INTERNAL PROTOTYPE — NOT LEGAL ADVICE — DO NOT SEND

Privacy Policy

Last updated: 2026-05-07

This page describes what Tenant Wiki does with the information you provide. It is written to be honest about the current implementation, not to make promises the software doesn't keep.

What we ask you for

To generate a demand letter, the tool asks for:

  • Your email address (for sign-in)
  • Facts about your situation (jurisdiction, addresses, dates, dollar amounts, names of parties)
  • Optionally, an organization code from a partner (tenant union, legal aid)

We do not ask for ID, proof of residency, your lease, or anything beyond what the rules engine needs to validate your claim.

How we store email

Your email address is converted to a one-way HMAC fingerprint as soon as it arrives. The fingerprint is what the database stores. The original email address is only held in server memory long enough to send your sign-in link, then discarded.

Practical consequence: we cannot reverse the fingerprint to recover your email. We also cannot proactively reach out to you — if we ever discover a legal error in generated output and need to notify affected users, the only path is a public notice on this site, not an email.

How we store the facts you enter

The facts you enter into the generation form are used to evaluate eligibility rules and fill in the letter template. Letter generations are recorded with the jurisdiction, claim type, and your fingerprinted user token — but the raw fact values (names, addresses, dollar amounts) are not retained in the primary database after generation completes. The generated PDF is written to disk so you can download it; PDFs older than 30 days are pruned.

Server logs

The web server logs IP addresses, request paths, and timestamps for routine diagnostics. These logs are retained for 30 days. Application logs (errors, rule-engine events) are retained for the same period.

What we don't do

  • We do not share your information with landlords, courts, or third parties.
  • We do not sell or rent your data.
  • We do not use the facts you submit to train AI models.
  • We do not run third-party advertising trackers or analytics SDKs.

Browsing the database

Searching the corpus, reading statutes, and browsing the rights and deadlines pages requires no account and writes nothing about you to the application database. The only record is the standard server log described above.

Cookies

After you sign in, a session cookie keeps you signed in across pages.

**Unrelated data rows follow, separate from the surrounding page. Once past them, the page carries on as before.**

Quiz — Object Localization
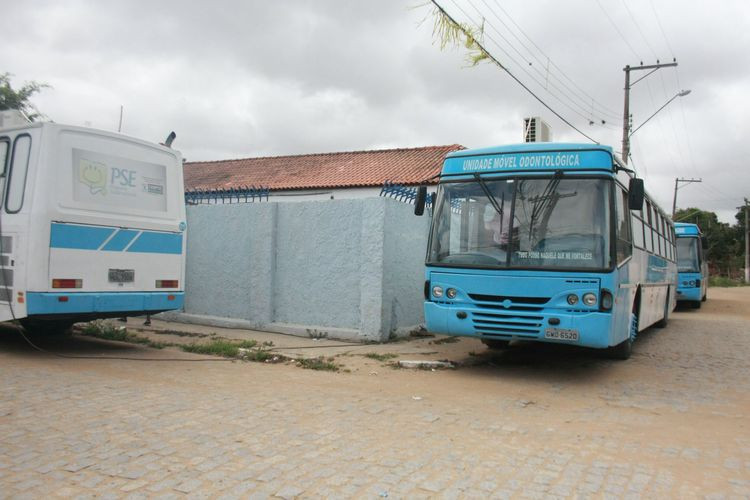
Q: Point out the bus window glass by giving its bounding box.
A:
[5,135,31,213]
[632,216,644,248]
[430,180,514,266]
[677,238,700,273]
[615,186,633,264]
[428,178,611,269]
[0,138,10,205]
[510,177,611,269]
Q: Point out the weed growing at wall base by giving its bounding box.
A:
[180,340,258,358]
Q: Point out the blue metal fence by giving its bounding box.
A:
[185,186,271,205]
[380,181,432,207]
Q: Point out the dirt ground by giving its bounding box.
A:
[0,287,750,498]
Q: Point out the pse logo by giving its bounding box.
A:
[78,158,136,196]
[78,158,108,196]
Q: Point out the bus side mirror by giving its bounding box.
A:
[414,186,427,215]
[628,179,645,210]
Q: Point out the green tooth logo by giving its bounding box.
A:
[78,158,107,195]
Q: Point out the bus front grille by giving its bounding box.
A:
[471,312,544,337]
[469,293,550,312]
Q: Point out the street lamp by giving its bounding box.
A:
[628,90,690,139]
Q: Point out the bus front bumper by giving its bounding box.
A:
[424,302,613,349]
[677,287,703,302]
[26,291,185,316]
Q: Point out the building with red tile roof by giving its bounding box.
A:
[184,144,464,194]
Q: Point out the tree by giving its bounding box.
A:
[674,207,744,276]
[0,73,49,121]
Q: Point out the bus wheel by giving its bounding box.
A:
[482,339,510,349]
[21,318,75,335]
[607,313,638,360]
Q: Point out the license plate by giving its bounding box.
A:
[109,269,135,283]
[544,328,578,342]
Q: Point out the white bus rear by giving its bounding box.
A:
[0,118,185,330]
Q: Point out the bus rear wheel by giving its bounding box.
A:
[20,318,75,335]
[607,313,638,360]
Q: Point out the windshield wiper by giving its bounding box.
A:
[474,173,505,220]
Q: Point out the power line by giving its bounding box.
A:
[462,0,614,128]
[482,0,621,121]
[430,0,599,144]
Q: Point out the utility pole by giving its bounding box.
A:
[745,198,750,283]
[622,59,677,165]
[672,177,703,219]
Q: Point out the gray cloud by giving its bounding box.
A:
[0,0,750,221]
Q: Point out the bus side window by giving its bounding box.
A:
[654,212,665,257]
[5,135,31,214]
[631,214,645,248]
[0,137,10,203]
[615,186,633,264]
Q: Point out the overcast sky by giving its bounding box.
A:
[0,0,750,223]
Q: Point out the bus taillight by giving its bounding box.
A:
[52,279,83,288]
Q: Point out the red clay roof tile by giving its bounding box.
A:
[184,144,464,190]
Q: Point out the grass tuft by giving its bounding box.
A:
[364,352,398,361]
[297,357,340,372]
[180,340,258,358]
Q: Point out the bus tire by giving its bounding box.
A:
[607,313,638,360]
[20,318,75,335]
[482,339,510,350]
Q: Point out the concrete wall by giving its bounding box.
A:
[166,198,429,341]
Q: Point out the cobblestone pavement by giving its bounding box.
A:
[0,289,750,498]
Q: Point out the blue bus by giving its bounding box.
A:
[674,222,708,309]
[415,143,677,359]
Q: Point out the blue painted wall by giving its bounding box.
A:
[167,198,429,340]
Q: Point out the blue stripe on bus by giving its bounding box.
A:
[50,223,182,255]
[26,292,185,315]
[128,231,182,254]
[102,229,138,252]
[49,224,115,250]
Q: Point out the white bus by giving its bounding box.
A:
[0,112,186,332]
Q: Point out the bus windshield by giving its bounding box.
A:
[427,177,611,269]
[677,238,700,273]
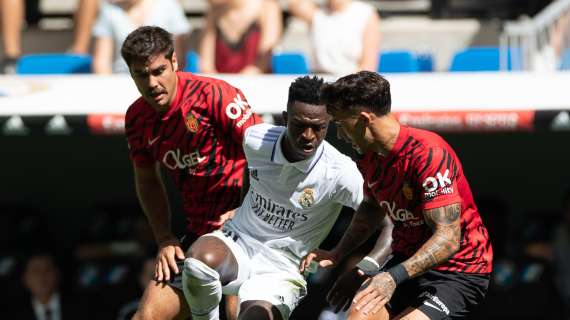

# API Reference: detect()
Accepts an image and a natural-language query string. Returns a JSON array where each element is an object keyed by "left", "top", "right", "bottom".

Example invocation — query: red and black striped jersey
[
  {"left": 359, "top": 126, "right": 493, "bottom": 273},
  {"left": 125, "top": 72, "right": 261, "bottom": 235}
]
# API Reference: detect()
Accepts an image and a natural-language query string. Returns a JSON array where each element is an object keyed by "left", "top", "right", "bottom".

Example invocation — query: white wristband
[{"left": 356, "top": 256, "right": 380, "bottom": 276}]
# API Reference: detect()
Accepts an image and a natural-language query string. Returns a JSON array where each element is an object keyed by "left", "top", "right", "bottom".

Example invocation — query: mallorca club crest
[
  {"left": 402, "top": 181, "right": 414, "bottom": 201},
  {"left": 186, "top": 113, "right": 200, "bottom": 133},
  {"left": 299, "top": 188, "right": 315, "bottom": 209}
]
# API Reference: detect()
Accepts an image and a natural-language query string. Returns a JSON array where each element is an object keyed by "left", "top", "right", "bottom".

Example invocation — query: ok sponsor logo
[
  {"left": 226, "top": 94, "right": 253, "bottom": 128},
  {"left": 162, "top": 149, "right": 206, "bottom": 170},
  {"left": 380, "top": 200, "right": 418, "bottom": 222},
  {"left": 422, "top": 169, "right": 453, "bottom": 199}
]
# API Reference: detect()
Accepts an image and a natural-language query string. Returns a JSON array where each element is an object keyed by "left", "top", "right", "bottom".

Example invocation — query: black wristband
[{"left": 386, "top": 264, "right": 410, "bottom": 285}]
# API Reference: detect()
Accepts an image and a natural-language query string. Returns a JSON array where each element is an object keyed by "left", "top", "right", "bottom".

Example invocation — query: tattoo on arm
[{"left": 403, "top": 203, "right": 461, "bottom": 277}]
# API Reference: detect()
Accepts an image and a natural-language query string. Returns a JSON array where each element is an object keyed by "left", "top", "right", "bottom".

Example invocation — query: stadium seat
[
  {"left": 16, "top": 53, "right": 92, "bottom": 74},
  {"left": 416, "top": 52, "right": 434, "bottom": 72},
  {"left": 271, "top": 52, "right": 309, "bottom": 74},
  {"left": 449, "top": 47, "right": 522, "bottom": 72},
  {"left": 184, "top": 51, "right": 200, "bottom": 73},
  {"left": 378, "top": 50, "right": 420, "bottom": 73},
  {"left": 560, "top": 49, "right": 570, "bottom": 70}
]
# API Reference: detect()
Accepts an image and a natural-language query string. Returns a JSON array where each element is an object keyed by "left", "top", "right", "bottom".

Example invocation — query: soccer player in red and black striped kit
[
  {"left": 121, "top": 26, "right": 261, "bottom": 319},
  {"left": 304, "top": 71, "right": 493, "bottom": 320}
]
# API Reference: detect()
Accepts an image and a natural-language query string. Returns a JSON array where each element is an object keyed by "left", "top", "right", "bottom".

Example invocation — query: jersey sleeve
[
  {"left": 415, "top": 147, "right": 461, "bottom": 210},
  {"left": 336, "top": 163, "right": 364, "bottom": 210},
  {"left": 125, "top": 107, "right": 155, "bottom": 167},
  {"left": 212, "top": 84, "right": 261, "bottom": 145}
]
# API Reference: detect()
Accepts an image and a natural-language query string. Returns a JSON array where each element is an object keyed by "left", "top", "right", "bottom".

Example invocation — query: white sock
[{"left": 182, "top": 258, "right": 222, "bottom": 320}]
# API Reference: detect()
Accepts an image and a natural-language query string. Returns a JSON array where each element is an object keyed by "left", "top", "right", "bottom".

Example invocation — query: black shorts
[
  {"left": 385, "top": 255, "right": 490, "bottom": 319},
  {"left": 168, "top": 233, "right": 199, "bottom": 290}
]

The cookie holds only an opaque session identifier — no personal data. Sessions expire after 7 days of absence or 24 hours of inactivity, whichever comes first. Logging out deletes the session immediately.

Deleting your data

Signed-in users can wipe every record we hold tied to their account at any time: demand letters, lease audits, encrypted intake-fact blobs, encrypted lease extractions, active sessions, and the email-to-user mapping itself. Visit Delete My Data from any signed-in page. You retype the email tied to your account as a confirmation step (we can't pre-fill it because we only store an HMAC, not the plaintext), then the delete runs immediately and irreversibly. After the wipe you're signed out; you can sign back up later with the same email but anything tied to your old account is gone.

Changes to this policy

If the implementation changes in a way that affects what we collect or how we store it, this page will be updated. The "Last updated" date at the top reflects the most recent revision.